75 per cent: Development is the Knights DNA
Then there’s Newcastle. The club has always been built on local juniors. This year, the club is running 14th in the NRL, 11th in NSW Cup and Jersey Flegg (under-21s) and 10th in SG Ball (under-19s), where the Knights have otherwise played finals in recent years.
The Harold Matthews (under-17s squad) were runners up to the Warriors in May. These are the kids the club needs to identify and coach the eyeballs out of, because there just hasn’t been a progression of local juniors to first grade in the past six years.
This isn’t O’Brien’s fault. But this is where Newcastle need to rebuild – going right back to the very evening the Knights played their first game in 1988 and the club’s DNA was set in stone with the “three T’s”.

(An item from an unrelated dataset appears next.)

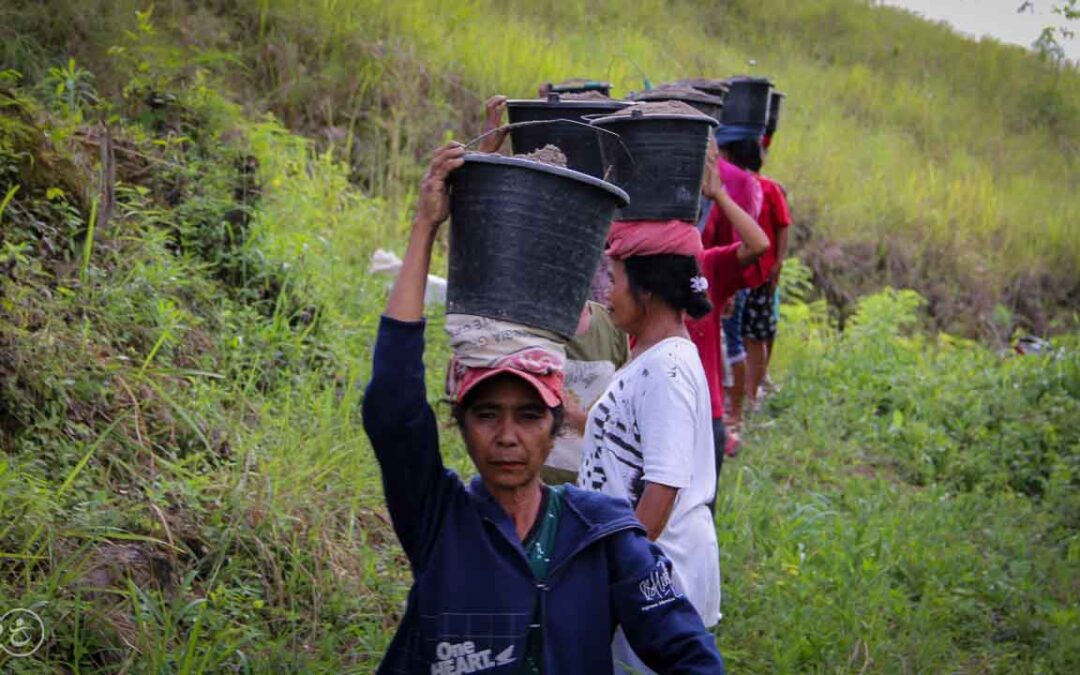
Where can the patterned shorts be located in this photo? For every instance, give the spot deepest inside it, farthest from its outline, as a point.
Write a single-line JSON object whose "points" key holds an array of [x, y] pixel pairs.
{"points": [[759, 322]]}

Inaugural coach Allan McMahon, understudy David Waite and juniors coach Keith Onslow came in with the mantra that you had to be tough, you had to be able to tackle, and you had to have plenty of tomorrows – meaning you had a future ahead of you.
They came in with a 10-year plan, that by 1998, 75 per cent of the Newcastle side would be locals. In 1997, we won the club’s first premiership with 11 of the 17 players in the grand final team local juniors. It was the same number in 2001.
The Knights are a development club, built from within because they just can’t compete with richer, more powerful rivals.
It’s time to blow up the junior system and ask Waite and Onslow how to do it. Because the Knights have
Brown arriving on a $13 million contract next year, when the club should never have to import a half or hooker.
Places like Newcastle, the coalfields where I’m from, the Upper Hunter, Central Coast and Mid North Coast are rugby-league mad regions.
But the Knights haven’t produced a representative-class halfback since Jarrod Mullen came into the NRL in 2005. Danny Buderus was the last representative-level dummy half from the region, more than 20 years ago. The system is broken.
Whoever the next coach of the Knights is, they’re facing a huge challenge, and it will probably be years before they can challenge for premierships. And if Ponga leaves, it will just amplify the pressure on Brown.
Be patient Newcastle fans. I feel for you. We’re in for another rebuild.